「窓からの侵入が心配だけど、今の家に防犯格子を後付けできるのだろうか」と悩んでいる方は少なくありません。とくに1階の窓やトイレ・浴室の小窓は、換気のために開けっぱなしにすることが多く、防犯面の不安を感じやすい場所です。
警察庁「住まいる防犯110番」によると、一戸建て住宅への侵入窃盗では「窓」からの侵入が大きな割合を占めており、窓の防犯対策は住まいの安全を守るうえで重要なポイントとされています。面格子(防犯格子)を後付けすることで、侵入に時間がかかる環境を作り、犯行をためらわせる効果が期待できます。

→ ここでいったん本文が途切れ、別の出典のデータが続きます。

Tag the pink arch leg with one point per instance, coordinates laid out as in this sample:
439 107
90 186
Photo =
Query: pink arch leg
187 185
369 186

この記事では、窓に後付けできる防犯格子の種類と選び方、費用の目安、賃貸住宅でも設置できる方法までわかりやすく解説します。自宅の窓に合った防犯格子を選ぶための参考にしてみてください。
- 防犯格子の種類(縦面格子・井桁・ヒシクロスなど)と特徴の違い
- 外付けと室内面格子それぞれのメリット・デメリット
- 後付けにかかる費用の目安と業者依頼・DIYの流れ
- 賃貸でもできる穴あけ不要の設置方法
- 防犯格子と組み合わせて窓の防犯性を高める方法
窓の防犯格子を後付けするなら知っておきたい種類と選び方

縦面格子・横面格子・井桁面格子・ヒシクロス面格子の違い
窓に取り付ける面格子にはいくつかの種類があり、それぞれ防犯性能やデザインが異なります。
縦面格子は最もポピュラーなタイプで、縦方向にバーが並ぶシンプルな構造です。コストが抑えやすく取り付けもしやすいため、広く普及しています。ただし、格子の間隔が広いと工具で曲げられるおそれがあるため、間隔の狭い製品を選ぶのがポイントです。

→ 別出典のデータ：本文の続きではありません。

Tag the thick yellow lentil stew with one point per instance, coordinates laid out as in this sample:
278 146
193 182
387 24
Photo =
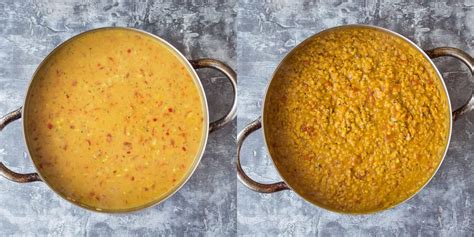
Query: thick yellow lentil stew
114 120
356 120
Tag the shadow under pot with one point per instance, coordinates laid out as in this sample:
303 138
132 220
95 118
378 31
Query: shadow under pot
357 119
116 119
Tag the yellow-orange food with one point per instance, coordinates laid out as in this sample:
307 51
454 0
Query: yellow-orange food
356 120
114 120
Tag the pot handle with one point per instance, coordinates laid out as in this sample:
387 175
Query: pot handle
466 59
231 76
243 177
6 172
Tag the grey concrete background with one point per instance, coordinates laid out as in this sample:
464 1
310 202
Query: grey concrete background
31 29
267 30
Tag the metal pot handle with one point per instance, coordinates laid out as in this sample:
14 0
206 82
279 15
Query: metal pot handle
6 172
231 76
466 59
243 177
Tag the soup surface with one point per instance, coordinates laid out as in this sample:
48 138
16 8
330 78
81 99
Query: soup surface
114 120
356 120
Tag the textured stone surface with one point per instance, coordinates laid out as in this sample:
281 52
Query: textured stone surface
31 29
266 31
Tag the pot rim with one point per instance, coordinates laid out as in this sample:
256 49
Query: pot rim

横面格子は水平方向にバーが並ぶタイプで、上下方向の視線を遮りやすい特徴があります。一方で、バーに足をかけてよじ登りやすいという指摘もあるため、2階以上の窓に設置する場合は注意が必要です。
井桁面格子は縦と横のバーが格子状にクロスした構造で、縦面格子や横面格子と比べて強度が高くなっています。ヒシクロス面格子はバーが斜めに交差するタイプで、防犯性能の高さで選ぶなら、ヒシクロス面格子や井桁面格子が有力な選択肢です。価格は縦面格子より高めですが、侵入に対する抵抗力が大きい点が魅力です。
外付け面格子と室内面格子のメリット・デメリット
面格子には、窓の外側に取り付ける「外付け」と、窓の内側に設置する「室内面格子」の2つの設置方法があります。

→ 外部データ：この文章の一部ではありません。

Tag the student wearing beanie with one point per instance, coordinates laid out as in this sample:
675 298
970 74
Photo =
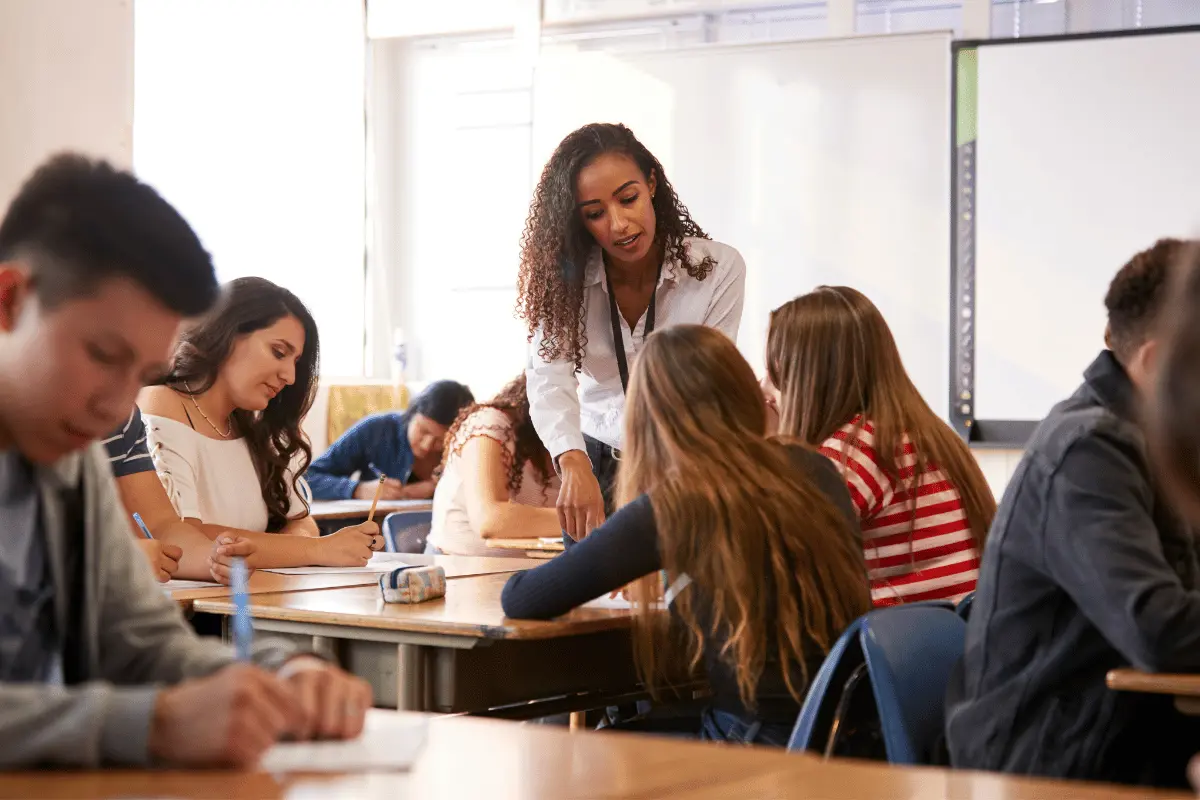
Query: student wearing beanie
403 445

外付け面格子は、外から見たときに格子が目に入るため、侵入者に「この家は対策している」と感じさせる抑止効果が期待できます。面格子を付けたまま窓を開けて換気できるのもメリットです。ただし、外壁にビスで固定する工事が必要になることが多く、マンションの共用部にあたる外壁には管理組合の許可がないと取り付けられないケースがあります。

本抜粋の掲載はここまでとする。